Der aus Art. 110 Abs. 1 S. 1 GG abgeleitete verfassungsrechtliche Haushaltsgrundsatz der Wahrheit verbietet bewusste Abweichungen von der Realität („Lügen“) im Haushaltsplan. Daraus ergibt sich die Pflicht des Haushaltsgesetzgebers, die voraussichtlich zu erwartenden Einnahmen und Ausgaben im Haushaltsjahr so genau wie möglich zu schätzen („Schätzgenauigkeit“). Dem Gesetzgeber ist es insofern untersagt, Haushaltspositionen realitätsfremd hoch oder niedrig zu veranschlagen. Der verfassungsrechtliche Haushaltsgrundsatz der Klarheit gebietet, dass der Haushaltsplan möglichst übersichtlich und transparent ausgestaltet ist. Dadurch soll unter anderem die Nachvollziehbarkeit für die Abgeordneten sichergestellt werden.

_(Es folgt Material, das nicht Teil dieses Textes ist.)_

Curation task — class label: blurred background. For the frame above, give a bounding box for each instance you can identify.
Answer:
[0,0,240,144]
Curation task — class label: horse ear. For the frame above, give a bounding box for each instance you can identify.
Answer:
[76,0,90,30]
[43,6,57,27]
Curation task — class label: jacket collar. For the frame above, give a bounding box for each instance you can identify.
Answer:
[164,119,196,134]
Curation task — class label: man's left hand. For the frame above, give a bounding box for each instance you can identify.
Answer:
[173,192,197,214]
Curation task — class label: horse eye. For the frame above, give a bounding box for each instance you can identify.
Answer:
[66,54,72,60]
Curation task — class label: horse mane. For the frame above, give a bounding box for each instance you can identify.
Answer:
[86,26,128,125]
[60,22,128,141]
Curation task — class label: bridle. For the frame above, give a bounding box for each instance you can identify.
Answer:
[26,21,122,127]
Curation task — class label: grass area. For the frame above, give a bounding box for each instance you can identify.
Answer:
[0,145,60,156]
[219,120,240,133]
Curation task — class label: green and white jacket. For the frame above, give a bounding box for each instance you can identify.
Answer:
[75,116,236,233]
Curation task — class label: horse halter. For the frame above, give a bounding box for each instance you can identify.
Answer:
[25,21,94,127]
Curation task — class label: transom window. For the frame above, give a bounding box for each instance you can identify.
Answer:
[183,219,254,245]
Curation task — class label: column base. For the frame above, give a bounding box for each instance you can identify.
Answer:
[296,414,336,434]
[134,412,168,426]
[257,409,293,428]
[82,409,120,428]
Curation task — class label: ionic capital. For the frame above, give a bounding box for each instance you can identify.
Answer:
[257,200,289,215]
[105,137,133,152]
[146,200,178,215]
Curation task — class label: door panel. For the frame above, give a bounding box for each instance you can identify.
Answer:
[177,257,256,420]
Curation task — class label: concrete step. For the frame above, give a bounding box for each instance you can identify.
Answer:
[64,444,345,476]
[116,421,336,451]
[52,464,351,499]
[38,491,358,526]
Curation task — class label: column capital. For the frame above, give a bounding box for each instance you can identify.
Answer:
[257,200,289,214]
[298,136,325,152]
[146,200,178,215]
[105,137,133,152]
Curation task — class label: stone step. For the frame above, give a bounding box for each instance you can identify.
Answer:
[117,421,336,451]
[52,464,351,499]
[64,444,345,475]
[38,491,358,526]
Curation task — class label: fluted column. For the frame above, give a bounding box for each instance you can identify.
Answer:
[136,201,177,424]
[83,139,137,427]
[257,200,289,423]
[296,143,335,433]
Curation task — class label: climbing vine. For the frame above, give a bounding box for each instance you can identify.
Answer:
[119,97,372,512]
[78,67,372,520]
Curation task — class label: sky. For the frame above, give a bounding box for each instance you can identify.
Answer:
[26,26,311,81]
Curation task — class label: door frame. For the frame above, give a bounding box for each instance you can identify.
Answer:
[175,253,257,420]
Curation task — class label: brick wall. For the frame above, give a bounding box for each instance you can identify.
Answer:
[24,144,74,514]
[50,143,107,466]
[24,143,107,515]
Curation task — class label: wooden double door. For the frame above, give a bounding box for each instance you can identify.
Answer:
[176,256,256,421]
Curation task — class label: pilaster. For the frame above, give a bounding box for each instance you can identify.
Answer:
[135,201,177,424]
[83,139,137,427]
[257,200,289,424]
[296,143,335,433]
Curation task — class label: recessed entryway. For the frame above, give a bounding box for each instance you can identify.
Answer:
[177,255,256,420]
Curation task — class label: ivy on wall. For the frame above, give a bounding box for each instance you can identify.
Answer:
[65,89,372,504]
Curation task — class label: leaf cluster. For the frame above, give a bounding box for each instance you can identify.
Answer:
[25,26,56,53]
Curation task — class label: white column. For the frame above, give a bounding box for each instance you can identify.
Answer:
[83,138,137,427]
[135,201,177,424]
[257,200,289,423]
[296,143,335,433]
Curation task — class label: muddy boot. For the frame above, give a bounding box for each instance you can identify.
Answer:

Das Bundesverfassungsgericht hat Inhalt und Grenzen des Haushaltsgrundsatzes der Klarheit und Wahrheit bisher kaum konturiert. In seinem Haushaltsurteil vom 15. November 2023 hat es explizit offengelassen, ob das Zweite Nachtragshaushaltsgesetz 2021 angesichts des weitreichenden Gebrauchs von globalen Ansätzen gegen den Haushaltsgrundsatz der Haushaltsklarheit und -wahrheit verstoßen hat. In der Literatur sind die verfassungsrechtlichen Grenzen solcher Globaltitel umstritten (vgl. etwa die Rechtsgutachten von Siekmann, Iwers und Gröpl).

Verfassungsrechtliche Grenzen der Veranschlagung von GMA und GME

GMA werden zu verschiedenen Zwecken ausgebracht, insbesondere zur Abschöpfung des erfahrungsgemäß im Haushaltsvollzug verbleibenden „Bodensatzes“ nicht ausgeschöpfter Haushaltsmittel. In der Sache werden diese Bodensatz-GMA damit gerechtfertigt, dass im Vorfeld häufig nicht genau prognostiziert werden kann, in welchem Bereich des Haushalts Ausgabeermächtigungen nicht ausgeschöpft werden. Im Gegenteil könnte es dem Grundsatz der Haushaltsklarheit und -wahrheit widersprechen, wenn voraussichtliche Minderausgaben im Haushaltsplan nicht abgebildet würden. Vergleichbares gilt für GME: Der Haushaltsgesetzgeber ist verpflichtet, mit gewisser Wahrscheinlichkeit im Haushaltsjahr erzielte Einnahmen zu veranschlagen, um dem Grundsatz der Klarheit und Wahrheit des Haushalts zu entsprechen.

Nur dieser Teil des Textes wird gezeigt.